A COMPLICATED HOLIDAY
Public concerns on Presidents Day mostly revolve around what’s on sale, whether banks and the stock market are open, or if there’s a dinner special down at the neighborhood carryout. Meanwhile, the day itself has a complicated pedigree.
“In the late 1870s, Senator Steven Wallace Dorsey proposed the idea of adding George Washington‘s birth date, February 22, to the four existing bank holidays previously approved in 1870. Signed into law January 31, 1879, by President Rutherford B. Hayes, the law was implemented in 1880 and applied only to District federal workers. Washington’s Birthday had become the first Federal holiday to single out an individual’s birth date, and the honor lasted for less than a century,” notes a public advisory authored by the U.S. Government Printing Office and U.S. Archives.
“In 1968, Congress passed the Uniform Monday Holiday Bill which moved a number of Federal holidays to Mondays. In 1971, with the implementation of the Uniform Monday Holiday Law (82 Stat. 250), the third Monday in February became the date on which Washington’s Birthday is celebrated.
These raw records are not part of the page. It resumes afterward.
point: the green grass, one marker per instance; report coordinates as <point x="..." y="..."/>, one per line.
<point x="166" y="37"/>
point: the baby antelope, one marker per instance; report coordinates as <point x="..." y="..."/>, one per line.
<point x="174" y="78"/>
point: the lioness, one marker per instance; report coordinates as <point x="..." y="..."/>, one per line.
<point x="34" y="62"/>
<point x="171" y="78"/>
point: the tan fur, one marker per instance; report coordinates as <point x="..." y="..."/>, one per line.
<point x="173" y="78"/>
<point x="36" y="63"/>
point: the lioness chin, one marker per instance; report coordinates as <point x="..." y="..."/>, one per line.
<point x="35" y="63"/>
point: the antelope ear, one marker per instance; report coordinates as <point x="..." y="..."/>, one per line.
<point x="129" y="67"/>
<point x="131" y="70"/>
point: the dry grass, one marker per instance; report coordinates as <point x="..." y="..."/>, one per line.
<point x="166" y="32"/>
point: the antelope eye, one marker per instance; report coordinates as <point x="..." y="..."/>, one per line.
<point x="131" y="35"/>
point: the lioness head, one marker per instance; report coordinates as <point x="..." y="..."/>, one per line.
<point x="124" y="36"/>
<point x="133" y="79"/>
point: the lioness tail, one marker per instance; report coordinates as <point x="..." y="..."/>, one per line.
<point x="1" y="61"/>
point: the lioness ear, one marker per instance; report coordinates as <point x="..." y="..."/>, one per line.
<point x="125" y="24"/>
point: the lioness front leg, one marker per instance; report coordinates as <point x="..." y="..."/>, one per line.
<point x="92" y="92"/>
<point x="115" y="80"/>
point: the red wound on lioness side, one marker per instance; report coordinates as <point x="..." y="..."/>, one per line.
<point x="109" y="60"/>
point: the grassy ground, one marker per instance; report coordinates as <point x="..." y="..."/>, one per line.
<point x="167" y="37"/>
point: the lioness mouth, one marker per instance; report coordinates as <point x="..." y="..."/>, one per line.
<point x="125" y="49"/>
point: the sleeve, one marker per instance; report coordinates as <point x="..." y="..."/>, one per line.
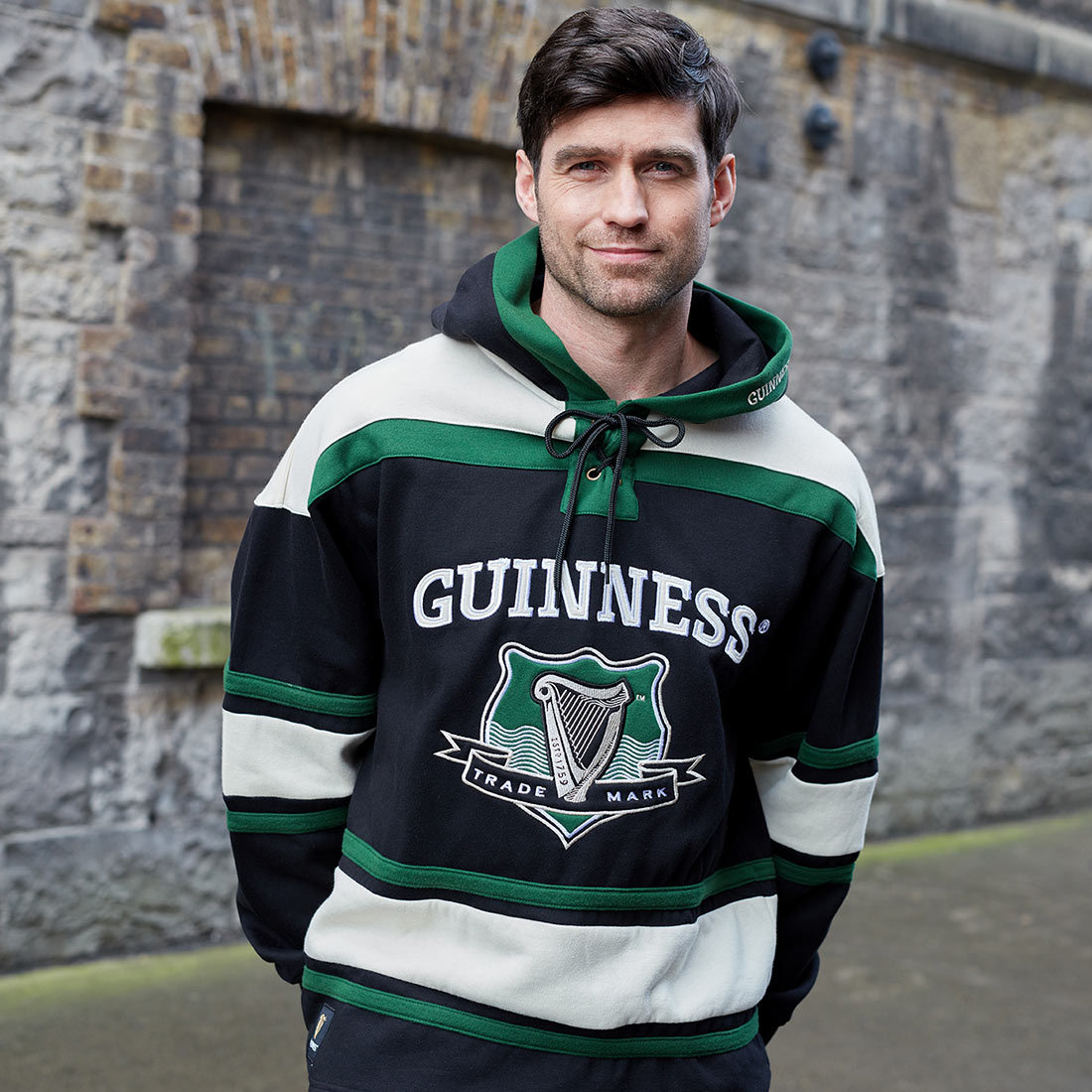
<point x="815" y="761"/>
<point x="298" y="712"/>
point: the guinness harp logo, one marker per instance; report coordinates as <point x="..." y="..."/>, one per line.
<point x="575" y="741"/>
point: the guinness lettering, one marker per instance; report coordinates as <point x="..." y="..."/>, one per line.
<point x="524" y="588"/>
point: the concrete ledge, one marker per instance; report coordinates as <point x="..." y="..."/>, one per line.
<point x="851" y="14"/>
<point x="972" y="32"/>
<point x="184" y="639"/>
<point x="968" y="31"/>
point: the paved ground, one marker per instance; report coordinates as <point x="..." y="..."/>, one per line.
<point x="961" y="963"/>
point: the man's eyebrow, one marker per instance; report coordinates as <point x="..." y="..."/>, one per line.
<point x="576" y="153"/>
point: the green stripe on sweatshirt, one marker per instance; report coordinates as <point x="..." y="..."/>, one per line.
<point x="553" y="895"/>
<point x="531" y="1038"/>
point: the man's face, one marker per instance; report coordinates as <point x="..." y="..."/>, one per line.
<point x="623" y="201"/>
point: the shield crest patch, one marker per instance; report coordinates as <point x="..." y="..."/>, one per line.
<point x="575" y="740"/>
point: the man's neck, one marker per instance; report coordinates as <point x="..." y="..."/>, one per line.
<point x="630" y="357"/>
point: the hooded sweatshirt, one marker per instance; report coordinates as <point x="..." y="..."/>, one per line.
<point x="549" y="727"/>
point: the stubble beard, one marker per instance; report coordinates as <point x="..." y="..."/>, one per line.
<point x="621" y="292"/>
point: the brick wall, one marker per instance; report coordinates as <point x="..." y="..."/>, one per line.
<point x="323" y="249"/>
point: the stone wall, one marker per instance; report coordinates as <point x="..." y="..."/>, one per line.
<point x="935" y="263"/>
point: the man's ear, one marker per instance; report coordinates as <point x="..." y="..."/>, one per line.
<point x="525" y="186"/>
<point x="724" y="189"/>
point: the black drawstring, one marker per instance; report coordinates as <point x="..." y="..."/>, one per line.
<point x="601" y="423"/>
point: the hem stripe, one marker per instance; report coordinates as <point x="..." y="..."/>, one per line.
<point x="532" y="1038"/>
<point x="811" y="876"/>
<point x="279" y="822"/>
<point x="553" y="895"/>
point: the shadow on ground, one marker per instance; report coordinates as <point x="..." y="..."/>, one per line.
<point x="960" y="963"/>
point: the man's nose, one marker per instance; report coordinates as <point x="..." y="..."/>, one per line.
<point x="624" y="204"/>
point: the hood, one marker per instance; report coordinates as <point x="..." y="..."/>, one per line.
<point x="492" y="307"/>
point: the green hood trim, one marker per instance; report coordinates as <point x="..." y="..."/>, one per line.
<point x="513" y="272"/>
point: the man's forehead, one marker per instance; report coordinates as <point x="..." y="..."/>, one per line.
<point x="644" y="122"/>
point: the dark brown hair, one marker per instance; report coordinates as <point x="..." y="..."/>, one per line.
<point x="600" y="55"/>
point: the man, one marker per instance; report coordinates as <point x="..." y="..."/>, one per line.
<point x="550" y="714"/>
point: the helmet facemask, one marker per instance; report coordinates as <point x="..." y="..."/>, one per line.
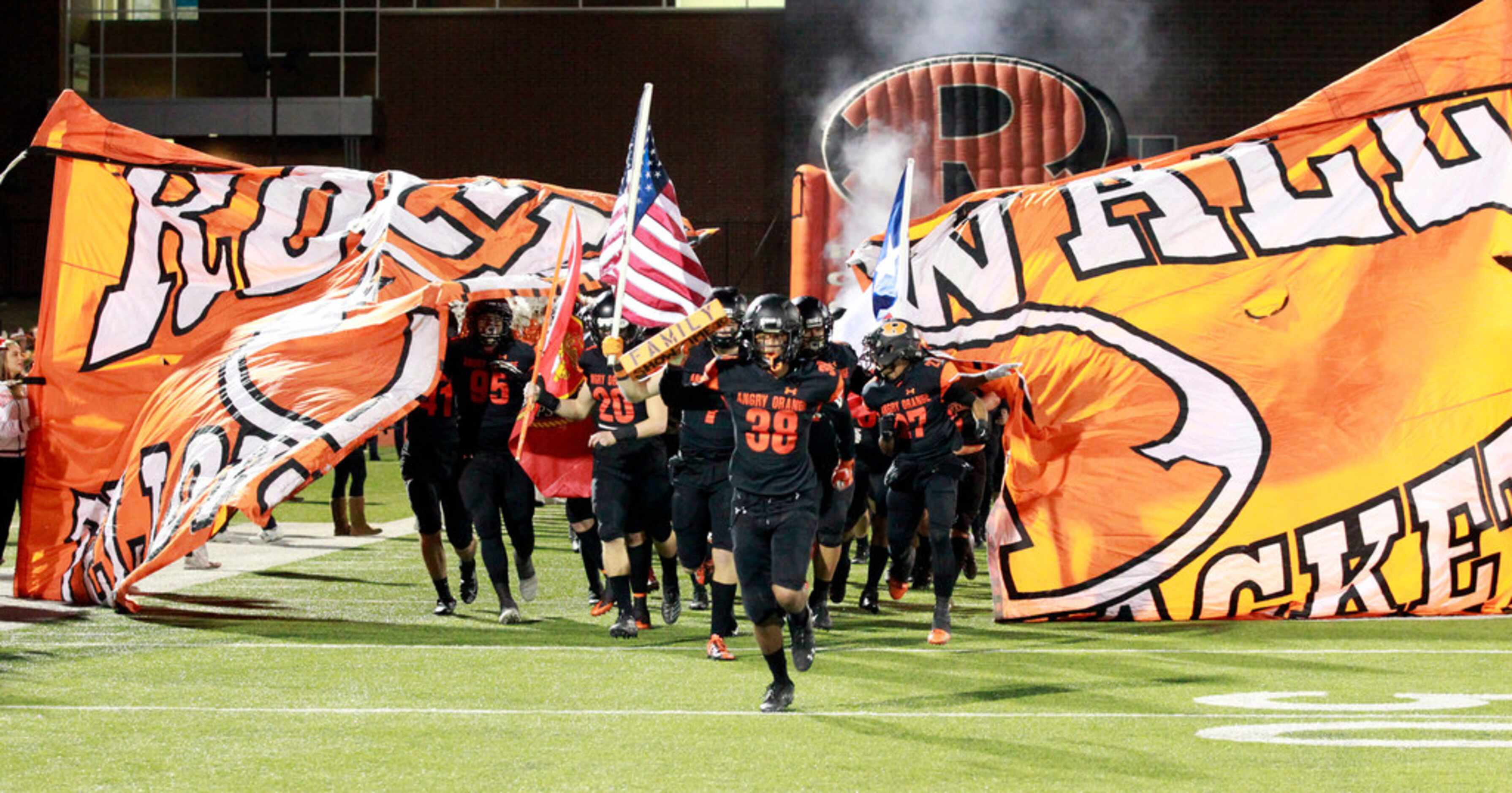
<point x="770" y="349"/>
<point x="492" y="326"/>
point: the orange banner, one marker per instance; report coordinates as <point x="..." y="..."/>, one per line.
<point x="215" y="335"/>
<point x="1266" y="376"/>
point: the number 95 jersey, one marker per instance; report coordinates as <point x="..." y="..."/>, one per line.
<point x="772" y="421"/>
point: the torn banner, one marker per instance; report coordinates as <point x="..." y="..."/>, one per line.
<point x="214" y="335"/>
<point x="1266" y="376"/>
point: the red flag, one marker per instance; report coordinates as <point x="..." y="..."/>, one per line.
<point x="552" y="361"/>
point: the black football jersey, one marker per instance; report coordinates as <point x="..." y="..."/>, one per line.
<point x="832" y="440"/>
<point x="489" y="396"/>
<point x="705" y="433"/>
<point x="918" y="400"/>
<point x="772" y="421"/>
<point x="614" y="409"/>
<point x="433" y="423"/>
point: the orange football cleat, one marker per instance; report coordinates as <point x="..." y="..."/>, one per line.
<point x="897" y="589"/>
<point x="717" y="651"/>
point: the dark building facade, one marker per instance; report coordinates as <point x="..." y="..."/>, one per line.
<point x="551" y="94"/>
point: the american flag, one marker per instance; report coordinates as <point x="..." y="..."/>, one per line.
<point x="666" y="280"/>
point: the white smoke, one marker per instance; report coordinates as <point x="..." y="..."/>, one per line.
<point x="876" y="166"/>
<point x="1109" y="43"/>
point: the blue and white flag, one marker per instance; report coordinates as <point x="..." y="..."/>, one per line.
<point x="894" y="259"/>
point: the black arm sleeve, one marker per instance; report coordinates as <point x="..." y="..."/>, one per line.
<point x="858" y="379"/>
<point x="844" y="430"/>
<point x="959" y="394"/>
<point x="684" y="397"/>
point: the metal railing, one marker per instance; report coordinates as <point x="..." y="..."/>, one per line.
<point x="91" y="29"/>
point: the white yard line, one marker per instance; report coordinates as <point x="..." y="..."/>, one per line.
<point x="22" y="642"/>
<point x="241" y="551"/>
<point x="695" y="713"/>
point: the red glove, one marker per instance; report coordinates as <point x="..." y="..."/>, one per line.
<point x="844" y="476"/>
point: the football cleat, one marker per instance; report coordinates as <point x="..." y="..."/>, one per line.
<point x="778" y="698"/>
<point x="802" y="642"/>
<point x="869" y="601"/>
<point x="897" y="589"/>
<point x="603" y="606"/>
<point x="717" y="651"/>
<point x="625" y="627"/>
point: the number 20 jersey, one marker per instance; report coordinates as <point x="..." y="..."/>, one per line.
<point x="614" y="409"/>
<point x="772" y="421"/>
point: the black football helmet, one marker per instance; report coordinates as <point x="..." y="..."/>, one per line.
<point x="492" y="321"/>
<point x="734" y="303"/>
<point x="893" y="341"/>
<point x="772" y="314"/>
<point x="817" y="324"/>
<point x="601" y="323"/>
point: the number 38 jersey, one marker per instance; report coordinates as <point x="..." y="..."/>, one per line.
<point x="614" y="409"/>
<point x="772" y="421"/>
<point x="917" y="402"/>
<point x="489" y="396"/>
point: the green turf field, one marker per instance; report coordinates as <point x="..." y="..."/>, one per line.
<point x="332" y="674"/>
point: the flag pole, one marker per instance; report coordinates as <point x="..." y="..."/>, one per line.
<point x="614" y="349"/>
<point x="551" y="300"/>
<point x="908" y="202"/>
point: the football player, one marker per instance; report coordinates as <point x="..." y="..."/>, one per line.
<point x="631" y="488"/>
<point x="832" y="445"/>
<point x="489" y="370"/>
<point x="912" y="394"/>
<point x="429" y="465"/>
<point x="700" y="474"/>
<point x="772" y="396"/>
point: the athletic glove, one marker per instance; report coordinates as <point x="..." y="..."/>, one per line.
<point x="1003" y="370"/>
<point x="546" y="400"/>
<point x="844" y="476"/>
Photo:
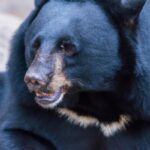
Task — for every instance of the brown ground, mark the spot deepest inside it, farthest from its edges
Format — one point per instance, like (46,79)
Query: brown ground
(12,12)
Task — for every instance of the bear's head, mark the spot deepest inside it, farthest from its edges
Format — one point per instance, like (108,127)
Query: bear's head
(75,47)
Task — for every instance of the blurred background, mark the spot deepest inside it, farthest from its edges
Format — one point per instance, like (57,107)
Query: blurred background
(12,13)
(19,8)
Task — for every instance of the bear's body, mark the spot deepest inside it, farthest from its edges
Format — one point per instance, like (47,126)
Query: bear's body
(101,56)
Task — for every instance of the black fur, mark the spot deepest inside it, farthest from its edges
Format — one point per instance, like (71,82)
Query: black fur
(111,62)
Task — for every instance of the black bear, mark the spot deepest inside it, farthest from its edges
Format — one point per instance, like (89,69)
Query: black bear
(79,78)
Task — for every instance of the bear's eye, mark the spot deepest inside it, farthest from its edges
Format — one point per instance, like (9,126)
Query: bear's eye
(68,48)
(36,44)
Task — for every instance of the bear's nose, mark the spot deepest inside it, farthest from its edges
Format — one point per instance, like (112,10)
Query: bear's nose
(34,82)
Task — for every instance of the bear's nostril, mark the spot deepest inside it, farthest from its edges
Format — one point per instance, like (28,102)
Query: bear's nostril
(34,81)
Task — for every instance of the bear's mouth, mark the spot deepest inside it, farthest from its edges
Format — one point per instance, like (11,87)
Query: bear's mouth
(49,99)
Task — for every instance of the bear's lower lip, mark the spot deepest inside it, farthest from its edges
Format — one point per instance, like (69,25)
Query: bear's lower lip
(49,100)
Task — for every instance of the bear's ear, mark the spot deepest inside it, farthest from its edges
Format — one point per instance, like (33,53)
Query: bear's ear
(39,2)
(126,11)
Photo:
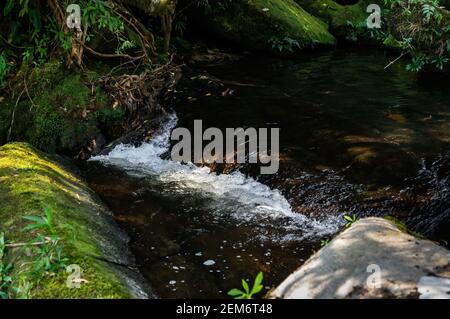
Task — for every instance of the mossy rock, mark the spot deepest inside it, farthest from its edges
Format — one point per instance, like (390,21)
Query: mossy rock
(341,18)
(59,111)
(263,24)
(30,182)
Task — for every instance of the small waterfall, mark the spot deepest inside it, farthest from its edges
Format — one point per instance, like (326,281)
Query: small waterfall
(232,196)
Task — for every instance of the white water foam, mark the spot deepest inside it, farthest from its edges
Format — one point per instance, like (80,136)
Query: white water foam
(232,195)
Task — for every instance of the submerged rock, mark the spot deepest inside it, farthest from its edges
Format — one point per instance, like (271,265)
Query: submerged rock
(268,25)
(372,259)
(30,182)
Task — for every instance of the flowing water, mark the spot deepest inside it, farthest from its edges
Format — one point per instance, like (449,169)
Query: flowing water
(355,138)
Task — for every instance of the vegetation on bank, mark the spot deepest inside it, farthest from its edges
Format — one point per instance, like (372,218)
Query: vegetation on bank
(49,219)
(71,91)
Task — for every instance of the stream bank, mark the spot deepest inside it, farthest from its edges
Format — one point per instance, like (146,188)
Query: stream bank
(355,139)
(372,259)
(32,182)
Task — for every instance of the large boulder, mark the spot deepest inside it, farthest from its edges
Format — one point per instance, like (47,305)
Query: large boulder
(372,259)
(31,182)
(267,25)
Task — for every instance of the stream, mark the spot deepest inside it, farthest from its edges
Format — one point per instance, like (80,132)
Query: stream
(355,138)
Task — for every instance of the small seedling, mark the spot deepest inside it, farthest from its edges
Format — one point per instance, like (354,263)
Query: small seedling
(247,293)
(41,223)
(324,242)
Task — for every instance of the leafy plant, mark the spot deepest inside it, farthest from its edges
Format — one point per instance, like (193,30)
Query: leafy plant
(247,293)
(5,270)
(350,219)
(4,66)
(324,242)
(40,222)
(49,256)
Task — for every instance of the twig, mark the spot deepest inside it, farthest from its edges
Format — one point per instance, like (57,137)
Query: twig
(392,62)
(13,116)
(18,245)
(108,55)
(28,94)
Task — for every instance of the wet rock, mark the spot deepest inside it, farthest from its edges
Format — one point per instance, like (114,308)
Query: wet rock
(30,181)
(371,259)
(265,25)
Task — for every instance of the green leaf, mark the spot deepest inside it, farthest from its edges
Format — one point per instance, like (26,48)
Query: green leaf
(8,7)
(37,219)
(258,279)
(245,286)
(235,292)
(348,218)
(257,289)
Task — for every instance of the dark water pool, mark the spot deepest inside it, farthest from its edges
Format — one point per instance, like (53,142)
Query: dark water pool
(355,138)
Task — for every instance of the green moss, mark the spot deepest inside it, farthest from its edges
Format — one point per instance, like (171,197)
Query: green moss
(254,23)
(62,112)
(31,181)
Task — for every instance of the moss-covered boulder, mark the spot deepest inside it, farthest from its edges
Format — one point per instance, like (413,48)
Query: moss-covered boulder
(267,25)
(57,110)
(31,182)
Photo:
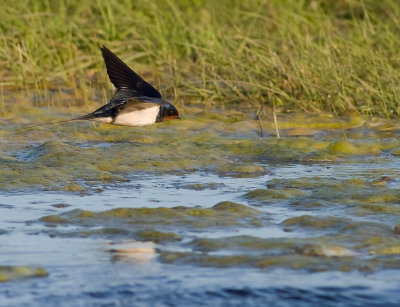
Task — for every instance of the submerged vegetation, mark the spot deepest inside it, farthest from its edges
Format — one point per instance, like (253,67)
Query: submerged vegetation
(310,55)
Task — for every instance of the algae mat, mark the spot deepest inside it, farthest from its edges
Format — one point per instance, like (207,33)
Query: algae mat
(203,211)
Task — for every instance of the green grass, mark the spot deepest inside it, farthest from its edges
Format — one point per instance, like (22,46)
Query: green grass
(301,55)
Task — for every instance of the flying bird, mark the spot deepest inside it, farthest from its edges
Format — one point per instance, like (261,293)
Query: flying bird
(134,103)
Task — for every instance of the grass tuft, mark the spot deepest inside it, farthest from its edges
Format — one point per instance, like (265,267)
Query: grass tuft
(309,55)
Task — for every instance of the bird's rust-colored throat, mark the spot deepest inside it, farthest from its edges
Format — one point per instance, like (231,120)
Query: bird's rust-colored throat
(171,117)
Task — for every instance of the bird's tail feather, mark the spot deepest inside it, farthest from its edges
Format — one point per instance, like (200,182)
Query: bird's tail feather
(85,117)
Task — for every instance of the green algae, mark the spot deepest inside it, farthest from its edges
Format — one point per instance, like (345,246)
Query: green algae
(76,160)
(223,214)
(271,195)
(204,186)
(308,221)
(241,171)
(158,236)
(9,273)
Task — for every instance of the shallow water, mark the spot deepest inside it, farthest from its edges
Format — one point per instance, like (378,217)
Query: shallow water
(202,212)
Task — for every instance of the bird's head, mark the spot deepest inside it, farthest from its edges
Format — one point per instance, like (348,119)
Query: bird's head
(167,112)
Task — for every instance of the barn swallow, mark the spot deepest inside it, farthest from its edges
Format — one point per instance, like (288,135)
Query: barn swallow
(134,103)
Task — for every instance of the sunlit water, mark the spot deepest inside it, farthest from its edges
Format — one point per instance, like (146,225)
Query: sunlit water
(82,271)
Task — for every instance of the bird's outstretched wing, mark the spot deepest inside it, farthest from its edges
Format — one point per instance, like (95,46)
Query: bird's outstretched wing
(128,83)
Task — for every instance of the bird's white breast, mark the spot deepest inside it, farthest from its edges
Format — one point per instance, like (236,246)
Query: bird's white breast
(135,118)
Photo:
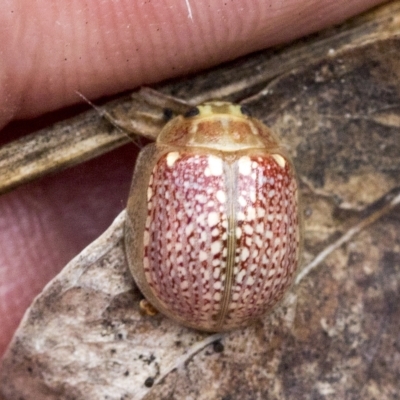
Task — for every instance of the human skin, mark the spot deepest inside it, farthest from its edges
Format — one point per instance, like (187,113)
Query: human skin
(50,50)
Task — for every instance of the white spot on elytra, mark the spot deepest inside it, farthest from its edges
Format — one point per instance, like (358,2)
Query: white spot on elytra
(189,229)
(244,165)
(221,196)
(146,238)
(171,158)
(212,219)
(215,166)
(260,212)
(242,201)
(215,247)
(248,229)
(217,285)
(251,213)
(245,254)
(279,160)
(240,276)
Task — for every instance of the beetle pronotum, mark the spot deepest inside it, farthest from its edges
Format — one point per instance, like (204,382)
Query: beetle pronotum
(213,227)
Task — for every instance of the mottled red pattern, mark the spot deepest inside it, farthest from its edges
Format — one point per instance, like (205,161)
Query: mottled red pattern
(186,236)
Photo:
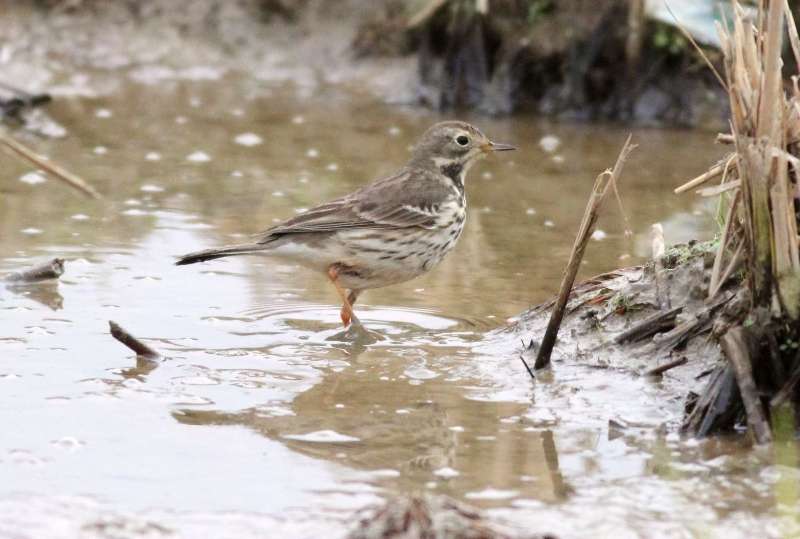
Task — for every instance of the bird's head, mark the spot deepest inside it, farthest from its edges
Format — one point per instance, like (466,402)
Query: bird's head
(453,144)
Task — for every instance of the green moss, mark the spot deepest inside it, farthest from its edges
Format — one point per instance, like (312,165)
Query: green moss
(682,253)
Some reformers had wanted to change the name of the holiday as well to Presidents’ Day, in honor of both Abraham Lincoln and Washington, but that proposal was rejected by Congress and the holiday remained officially Washington’s Birthday,” the explanation continued.
“While the name change has never been authorized by Congress, it has gained a strong hold on the public consciousness to honor all U.S. presidents, and is generally used on calendars, in advertising, and even by many government agencies,” it concluded.
POLL DU JOUR
• 71% of U.S. adults are now “willing to be immunized” against COVID-19; 51% of Republicans, 61% of independents and 91% of Democrats agree.
• 72% of women and 69% of men, 72% of “non-White” adults, 71% of “white” adults, 84% of college graduates and 66% of noncollege graduates also agree.
• 9% overall have already received their vaccine; 7% of Republicans, 8% of independents and 12% of Democrats agree.
• 11% of women and 7% of men, 8% of non-White adults, 10% of White adults, 13% of college graduates and 8% of noncollege graduates also agree.
Source: A Gallup poll of 4,098 U.S. adults conducted Jan. 25-31 and released Feb. 10.
• Have a pleasant Presidents Day and thanks for reading Inside the Beltway.